Queen Elizabeth II Becomes England’s Longest-Reigning Monarch

Queen Elizabeth II Becomes England's Longest-Reigning Monarch

Aviva Okeson-Haberman, 23News Staff Writer

 

On Sept. 9, Queen Elizabeth II became the longest-reigning English monarch in history. Queen Elizabeth II assumed the throne 63 years ago after the death of her father, King George VI. 23,226 days, 16 hours, and around 30 minutes later, she surpassed Queen Victoria’s time on the throne, according to the BBC.

During Queen Elizabeth II’s reign as queen, she lived through many historical events. As the official website of the British Monarchy notes, “Television has been invented, man has walked on the moon for the first time and the Berlin Wall has been built and then razed to the ground.”

One thing that remains the same, though, is her love for her family. Over the past few decades Queen Elizabeth II has celebrated the birth of her children and grandchildren, marriages and anniversaries. The Queen was recently gifted another grandchild; Princess Charlotte.

This historic event, though, was not met with the grandiose fanfare that one might expect. As the Telegraph reported, the Queen went about her business as usual; she opened the new Scottish Borders Railway, where she delivered a few remarks about the impressive milestone. Her message, as transcribed by The Telegraph, was humble.

“Inevitably, a long life can pass by many milestones. My own is no exception. But I thank you all and the many others at home and overseas for your touching messages of great kindness.”

While many royal watchers sent well wishes to the queen, some people have used this occasion to highlight the negative outcomes they believe the monarchy has on democracy. Muneera Lula, a 19-year-old student studying history and politics at the University of Manchester, echoes this sentiment.

“Personally the idea of monarchy doesn’t sit well with me. I very strongly believe in equality, and the idea that there is a family that are supposedly above everyone else simply by birth-right isn’t something I agree with.”

However, Muneera likes that the Queen did not have a huge celebration.

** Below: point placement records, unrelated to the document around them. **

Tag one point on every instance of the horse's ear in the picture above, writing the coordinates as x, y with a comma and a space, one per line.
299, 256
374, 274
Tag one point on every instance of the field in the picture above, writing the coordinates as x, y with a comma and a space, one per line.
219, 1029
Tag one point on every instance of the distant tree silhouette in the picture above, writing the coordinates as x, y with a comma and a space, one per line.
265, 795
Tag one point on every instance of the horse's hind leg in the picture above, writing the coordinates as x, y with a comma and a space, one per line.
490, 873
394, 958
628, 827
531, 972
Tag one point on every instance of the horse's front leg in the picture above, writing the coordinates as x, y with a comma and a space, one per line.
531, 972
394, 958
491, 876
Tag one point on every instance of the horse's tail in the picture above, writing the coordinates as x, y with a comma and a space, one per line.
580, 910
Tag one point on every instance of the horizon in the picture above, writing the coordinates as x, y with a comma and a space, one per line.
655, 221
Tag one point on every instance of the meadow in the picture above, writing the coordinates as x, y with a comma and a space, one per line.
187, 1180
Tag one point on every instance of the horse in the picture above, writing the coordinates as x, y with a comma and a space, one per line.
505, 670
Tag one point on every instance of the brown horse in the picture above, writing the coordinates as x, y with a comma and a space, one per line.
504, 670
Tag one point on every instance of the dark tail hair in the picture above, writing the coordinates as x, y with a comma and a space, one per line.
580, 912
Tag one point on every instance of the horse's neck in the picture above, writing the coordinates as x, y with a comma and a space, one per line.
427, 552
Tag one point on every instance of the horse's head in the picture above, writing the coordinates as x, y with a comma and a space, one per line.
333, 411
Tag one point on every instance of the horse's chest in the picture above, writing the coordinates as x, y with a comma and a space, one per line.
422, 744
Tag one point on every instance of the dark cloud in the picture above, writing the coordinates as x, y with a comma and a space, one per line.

Referencing the current refugee crisis in Europe, she says, “…during a time when people are watching a lot of suffering on the news daily, I feel it would have been in bad taste for the royal family to have had any huge, expensive celebration.”

Although Americans may have expected a grand festival to commemorate the occasion, most Brits celebrated the same way the queen did; by going about their business as usual. After 63 years in the spotlight, Queen Elizabeth II preferred to celebrate the milestone in private.